Sure, gas prices are up, the dollar is weak and credit is tight – but these are complaints at the margin of a mainly healthy society. [...]

Campaigning in Pennsylvania in April, Hillary Clinton said "We need to go back to the prosperity of the 1990s," a comment that drew loud, enthusiastic applause. Converted to today's dollars, per-capita income in the Keystone State is 23% higher than in 1990. People may think Pennsylvania was more prosperous in the past, but the state is better off today. The same can be said for most (needless to say, not all) parts of the country and most demographics. Most are, right now, the best-off they have ever been. [...]

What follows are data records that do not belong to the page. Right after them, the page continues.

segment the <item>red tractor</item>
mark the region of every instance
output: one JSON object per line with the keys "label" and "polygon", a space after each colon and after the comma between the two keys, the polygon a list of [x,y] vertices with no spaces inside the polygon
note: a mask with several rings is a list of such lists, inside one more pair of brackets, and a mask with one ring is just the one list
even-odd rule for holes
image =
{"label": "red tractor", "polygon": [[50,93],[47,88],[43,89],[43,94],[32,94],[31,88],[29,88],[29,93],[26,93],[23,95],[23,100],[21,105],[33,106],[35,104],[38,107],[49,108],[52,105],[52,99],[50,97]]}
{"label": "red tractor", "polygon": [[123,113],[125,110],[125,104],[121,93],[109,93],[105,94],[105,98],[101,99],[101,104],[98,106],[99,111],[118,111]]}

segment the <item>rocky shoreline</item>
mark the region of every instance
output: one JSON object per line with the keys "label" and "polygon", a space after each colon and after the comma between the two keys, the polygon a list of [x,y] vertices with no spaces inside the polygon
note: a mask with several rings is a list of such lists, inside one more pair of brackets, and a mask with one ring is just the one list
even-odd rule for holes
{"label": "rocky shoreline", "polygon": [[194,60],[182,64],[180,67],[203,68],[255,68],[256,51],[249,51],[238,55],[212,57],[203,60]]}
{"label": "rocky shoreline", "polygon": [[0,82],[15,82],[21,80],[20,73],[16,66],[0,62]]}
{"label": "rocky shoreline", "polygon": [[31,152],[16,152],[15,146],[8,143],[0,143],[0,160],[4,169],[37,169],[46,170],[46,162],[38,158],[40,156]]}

The relentlessly negative impressions of American life presented by the media, including the entertainment media, explain something otherwise puzzling that shows up in psychological data. When asked about the country's economy, schools, health care or community spirit, Americans tell pollsters the situation is dreadful. But when asked about their own jobs, schools, doctors and communities, people tell pollsters the situation is good. Our impressions of ourselves and our neighbors come from personal experience. Our impressions of the nation as a whole come from the media and from political blather, which both exaggerate the negative.


...we worry about our fellow Americans. Those worries are just misplaced.

Posted by Orrin Judd at June 23, 2008 8:36 PM

Goodness, that AP piece is especially hysteric(al). No wonder newspaper sales are plummeting...

Posted by: Jorge Curioso at June 24, 2008 1:17 AM

Our impressions of the nation as a whole come from the media and from political blather, which both exaggerate the negative under a Republican administration, exaggerate the positive under a Democrat.

In September, we will see the homeless, and the insurance-less sick plaster on TV screens. They will miraculously disappear overnight if Obama wins, and will stay haunting your TVs if McCain moves in the White House.

Posted by: ic at June 24, 2008 1:51 AM

The newspapers may be projecting their own gloomy future on everyone else.